There is an argument that high quality audio, always a niche product in the physical market, and the download domain (yeah, even Pono), could appeal to a wider audience in the streaming sector, because aside from the higher price point, the upgrade is relatively simple for the consumer. There’s no need to buy new kit, or work out how to organise FLAC files on your PC, just pay some money, press a button, and boom, high quality audio. Of course there’s plenty of evidence to suggest most people can’t tell the difference between a 320kbps MP3 and a CD quality WAV, but marketed right, that doesn’t necessarily matter.

However, does the high quality audio thing work as an opening gambit? Or is it a way of upgrading existing ten pound a month subscribers to twenty pounds a month?

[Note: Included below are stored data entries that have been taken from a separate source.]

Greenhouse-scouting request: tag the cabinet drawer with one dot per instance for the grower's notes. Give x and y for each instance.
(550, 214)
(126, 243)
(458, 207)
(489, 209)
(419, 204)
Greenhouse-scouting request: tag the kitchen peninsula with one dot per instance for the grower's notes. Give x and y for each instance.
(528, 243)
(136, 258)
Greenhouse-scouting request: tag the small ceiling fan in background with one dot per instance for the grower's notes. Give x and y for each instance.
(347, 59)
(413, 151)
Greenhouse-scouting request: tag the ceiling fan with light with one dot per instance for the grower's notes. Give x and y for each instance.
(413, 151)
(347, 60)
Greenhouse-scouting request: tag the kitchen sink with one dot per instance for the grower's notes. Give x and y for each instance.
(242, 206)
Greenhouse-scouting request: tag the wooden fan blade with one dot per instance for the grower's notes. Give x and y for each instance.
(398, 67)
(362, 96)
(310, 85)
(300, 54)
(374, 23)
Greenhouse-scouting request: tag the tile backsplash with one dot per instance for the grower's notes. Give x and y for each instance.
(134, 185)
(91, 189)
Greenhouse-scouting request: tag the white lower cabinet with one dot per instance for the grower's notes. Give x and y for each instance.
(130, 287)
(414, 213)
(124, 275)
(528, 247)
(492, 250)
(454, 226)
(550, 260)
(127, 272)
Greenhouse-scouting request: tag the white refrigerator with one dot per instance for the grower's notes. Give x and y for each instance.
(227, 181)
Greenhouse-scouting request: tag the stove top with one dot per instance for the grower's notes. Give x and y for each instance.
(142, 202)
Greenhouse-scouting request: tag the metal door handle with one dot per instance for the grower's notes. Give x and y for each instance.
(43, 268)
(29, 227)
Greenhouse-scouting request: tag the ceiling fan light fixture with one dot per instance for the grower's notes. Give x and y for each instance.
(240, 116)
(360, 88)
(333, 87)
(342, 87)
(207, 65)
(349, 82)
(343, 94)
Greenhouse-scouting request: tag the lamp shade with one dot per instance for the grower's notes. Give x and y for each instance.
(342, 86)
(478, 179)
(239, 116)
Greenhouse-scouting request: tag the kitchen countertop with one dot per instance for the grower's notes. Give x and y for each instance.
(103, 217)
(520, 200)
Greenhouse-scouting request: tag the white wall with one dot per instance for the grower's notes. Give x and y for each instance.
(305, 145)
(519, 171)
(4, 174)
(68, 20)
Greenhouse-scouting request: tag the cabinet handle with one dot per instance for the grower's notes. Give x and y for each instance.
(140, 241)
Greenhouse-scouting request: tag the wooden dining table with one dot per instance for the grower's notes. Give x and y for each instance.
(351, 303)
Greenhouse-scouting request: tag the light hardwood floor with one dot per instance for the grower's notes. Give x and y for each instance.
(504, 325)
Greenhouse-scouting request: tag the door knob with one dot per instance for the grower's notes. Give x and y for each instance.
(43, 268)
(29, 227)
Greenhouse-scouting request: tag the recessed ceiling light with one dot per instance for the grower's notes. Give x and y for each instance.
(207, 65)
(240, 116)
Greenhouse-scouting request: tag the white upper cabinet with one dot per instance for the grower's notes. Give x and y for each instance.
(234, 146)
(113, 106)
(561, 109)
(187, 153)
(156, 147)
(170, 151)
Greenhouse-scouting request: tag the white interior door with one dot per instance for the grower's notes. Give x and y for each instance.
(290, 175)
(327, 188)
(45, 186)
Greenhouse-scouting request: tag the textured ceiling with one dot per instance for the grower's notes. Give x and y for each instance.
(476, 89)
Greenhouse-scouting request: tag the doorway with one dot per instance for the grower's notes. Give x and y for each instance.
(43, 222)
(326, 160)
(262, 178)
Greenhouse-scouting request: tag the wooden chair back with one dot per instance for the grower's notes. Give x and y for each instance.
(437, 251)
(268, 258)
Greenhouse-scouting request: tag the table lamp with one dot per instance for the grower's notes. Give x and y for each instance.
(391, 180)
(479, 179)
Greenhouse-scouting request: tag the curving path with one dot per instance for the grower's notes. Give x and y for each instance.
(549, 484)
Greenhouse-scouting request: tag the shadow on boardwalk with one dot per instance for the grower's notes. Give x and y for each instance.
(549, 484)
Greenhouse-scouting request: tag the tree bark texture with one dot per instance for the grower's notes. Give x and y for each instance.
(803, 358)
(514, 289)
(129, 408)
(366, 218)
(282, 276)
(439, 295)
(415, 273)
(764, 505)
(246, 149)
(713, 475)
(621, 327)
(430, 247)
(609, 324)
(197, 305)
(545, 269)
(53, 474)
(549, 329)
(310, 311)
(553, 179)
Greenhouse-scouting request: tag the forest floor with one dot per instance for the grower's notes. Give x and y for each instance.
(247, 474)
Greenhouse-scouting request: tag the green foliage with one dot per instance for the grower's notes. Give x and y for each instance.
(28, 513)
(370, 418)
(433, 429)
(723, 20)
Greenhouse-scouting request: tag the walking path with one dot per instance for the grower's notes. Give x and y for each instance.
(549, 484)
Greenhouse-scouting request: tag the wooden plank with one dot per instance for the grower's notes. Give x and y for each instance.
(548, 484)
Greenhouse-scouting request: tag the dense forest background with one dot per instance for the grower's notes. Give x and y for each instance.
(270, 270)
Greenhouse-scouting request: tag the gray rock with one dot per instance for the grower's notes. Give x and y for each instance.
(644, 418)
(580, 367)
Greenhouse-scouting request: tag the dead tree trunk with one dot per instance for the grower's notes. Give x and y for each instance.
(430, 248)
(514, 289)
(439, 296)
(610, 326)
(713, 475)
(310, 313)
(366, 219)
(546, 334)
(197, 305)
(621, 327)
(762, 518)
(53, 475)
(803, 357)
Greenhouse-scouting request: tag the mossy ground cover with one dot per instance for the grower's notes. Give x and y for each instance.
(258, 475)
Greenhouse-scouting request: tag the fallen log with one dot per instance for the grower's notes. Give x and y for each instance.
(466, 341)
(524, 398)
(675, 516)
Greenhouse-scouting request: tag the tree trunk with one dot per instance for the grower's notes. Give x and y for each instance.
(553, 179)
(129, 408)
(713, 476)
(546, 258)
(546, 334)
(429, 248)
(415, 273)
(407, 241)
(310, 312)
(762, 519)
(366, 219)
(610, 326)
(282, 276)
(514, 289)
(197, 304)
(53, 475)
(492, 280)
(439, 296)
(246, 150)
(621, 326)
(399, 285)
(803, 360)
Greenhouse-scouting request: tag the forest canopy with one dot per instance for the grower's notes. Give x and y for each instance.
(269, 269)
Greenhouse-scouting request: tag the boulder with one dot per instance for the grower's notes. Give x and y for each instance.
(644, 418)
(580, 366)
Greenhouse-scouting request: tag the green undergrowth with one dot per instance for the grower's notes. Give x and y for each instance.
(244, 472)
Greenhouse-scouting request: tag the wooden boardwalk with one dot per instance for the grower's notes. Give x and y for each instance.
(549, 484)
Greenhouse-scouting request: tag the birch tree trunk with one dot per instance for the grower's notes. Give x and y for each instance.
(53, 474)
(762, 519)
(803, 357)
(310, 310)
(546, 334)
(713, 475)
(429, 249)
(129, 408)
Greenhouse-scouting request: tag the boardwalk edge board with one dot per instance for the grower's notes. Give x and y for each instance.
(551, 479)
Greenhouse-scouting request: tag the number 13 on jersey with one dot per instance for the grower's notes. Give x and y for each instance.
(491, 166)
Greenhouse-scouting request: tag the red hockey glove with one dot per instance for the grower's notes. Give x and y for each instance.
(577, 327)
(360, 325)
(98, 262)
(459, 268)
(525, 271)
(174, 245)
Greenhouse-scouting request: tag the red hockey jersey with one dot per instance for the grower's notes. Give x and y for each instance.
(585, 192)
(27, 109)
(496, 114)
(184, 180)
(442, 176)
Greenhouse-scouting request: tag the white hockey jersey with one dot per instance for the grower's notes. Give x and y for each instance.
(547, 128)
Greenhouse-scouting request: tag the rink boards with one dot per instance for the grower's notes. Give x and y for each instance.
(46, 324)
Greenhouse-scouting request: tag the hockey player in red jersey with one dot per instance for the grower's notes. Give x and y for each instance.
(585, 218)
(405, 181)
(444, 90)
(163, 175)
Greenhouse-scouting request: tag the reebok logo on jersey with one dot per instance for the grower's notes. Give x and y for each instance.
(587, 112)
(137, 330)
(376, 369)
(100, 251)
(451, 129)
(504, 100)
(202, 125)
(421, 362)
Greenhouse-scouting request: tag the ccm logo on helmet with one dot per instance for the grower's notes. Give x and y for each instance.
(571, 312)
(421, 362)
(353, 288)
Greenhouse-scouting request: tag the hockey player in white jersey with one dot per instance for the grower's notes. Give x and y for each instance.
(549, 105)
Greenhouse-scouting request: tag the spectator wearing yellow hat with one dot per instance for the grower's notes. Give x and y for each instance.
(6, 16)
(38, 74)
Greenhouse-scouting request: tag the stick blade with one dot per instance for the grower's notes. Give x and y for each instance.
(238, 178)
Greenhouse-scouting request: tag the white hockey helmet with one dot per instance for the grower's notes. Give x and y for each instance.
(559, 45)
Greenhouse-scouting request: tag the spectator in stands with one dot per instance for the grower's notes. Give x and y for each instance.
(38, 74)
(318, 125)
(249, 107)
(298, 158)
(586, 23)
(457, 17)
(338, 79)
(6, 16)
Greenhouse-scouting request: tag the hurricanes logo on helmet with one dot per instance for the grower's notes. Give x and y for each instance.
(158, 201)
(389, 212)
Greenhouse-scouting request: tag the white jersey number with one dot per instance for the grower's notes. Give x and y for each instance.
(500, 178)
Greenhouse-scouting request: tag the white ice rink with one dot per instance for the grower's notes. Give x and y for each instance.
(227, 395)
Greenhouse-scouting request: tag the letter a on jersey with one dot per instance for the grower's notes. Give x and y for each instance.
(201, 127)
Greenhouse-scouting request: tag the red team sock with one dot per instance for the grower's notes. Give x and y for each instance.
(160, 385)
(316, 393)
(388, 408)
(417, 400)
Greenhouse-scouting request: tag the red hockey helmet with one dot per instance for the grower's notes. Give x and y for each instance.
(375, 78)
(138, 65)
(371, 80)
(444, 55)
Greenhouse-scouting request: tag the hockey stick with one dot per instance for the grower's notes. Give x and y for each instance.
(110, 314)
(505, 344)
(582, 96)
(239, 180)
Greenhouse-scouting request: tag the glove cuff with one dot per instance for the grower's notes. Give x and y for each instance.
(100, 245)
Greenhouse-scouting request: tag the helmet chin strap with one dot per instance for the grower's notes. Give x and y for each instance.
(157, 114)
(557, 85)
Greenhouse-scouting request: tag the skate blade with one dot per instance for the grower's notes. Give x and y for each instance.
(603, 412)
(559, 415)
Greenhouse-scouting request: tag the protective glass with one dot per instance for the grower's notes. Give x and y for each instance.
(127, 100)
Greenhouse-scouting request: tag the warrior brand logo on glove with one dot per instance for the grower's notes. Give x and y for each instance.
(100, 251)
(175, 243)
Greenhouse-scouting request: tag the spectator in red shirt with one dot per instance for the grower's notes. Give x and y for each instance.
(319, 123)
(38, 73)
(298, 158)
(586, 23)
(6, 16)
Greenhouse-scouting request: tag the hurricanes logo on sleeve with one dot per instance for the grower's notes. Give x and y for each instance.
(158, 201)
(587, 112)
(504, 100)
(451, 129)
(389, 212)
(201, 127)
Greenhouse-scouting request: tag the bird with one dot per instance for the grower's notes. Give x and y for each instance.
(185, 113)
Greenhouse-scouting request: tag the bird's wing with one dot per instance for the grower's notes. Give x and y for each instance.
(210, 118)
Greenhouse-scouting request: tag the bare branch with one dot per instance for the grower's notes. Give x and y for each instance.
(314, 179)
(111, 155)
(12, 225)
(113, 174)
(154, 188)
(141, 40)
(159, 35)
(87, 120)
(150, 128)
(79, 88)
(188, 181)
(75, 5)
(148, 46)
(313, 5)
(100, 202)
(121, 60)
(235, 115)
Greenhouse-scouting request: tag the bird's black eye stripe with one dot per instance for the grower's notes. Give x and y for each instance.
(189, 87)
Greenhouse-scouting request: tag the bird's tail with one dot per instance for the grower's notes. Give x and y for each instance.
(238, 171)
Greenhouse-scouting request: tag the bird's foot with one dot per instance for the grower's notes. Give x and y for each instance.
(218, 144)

Which is what WiMP initially did when it added high quality audio to its existing service; though it looks likely that when the Norwegian company rolls out into the US and UK as Tidal, high quality will be its central USP, rather than an upsell add-on. As is the case with Deezer Elite, as it will be known in the US market.

Presumably the company hopes that its alliance with Sonos will help, ensuring it is in front of stream-savvy music consumers from the off, for whom higher quality audio may be a turn on. Though that’s still probably a niche audience, and even if Deezer can convince those consumers to pay its $15 price point (which could well rise to $20 down the line), it seems the start-up which, like its competitors, requires significant scale to succeed, would need considerably more customers than that.

But still, it’s an interesting way for Deezer to enter the American market and fulfil its ambition to have 102% of the planet covered. Presumably Atlantis is next.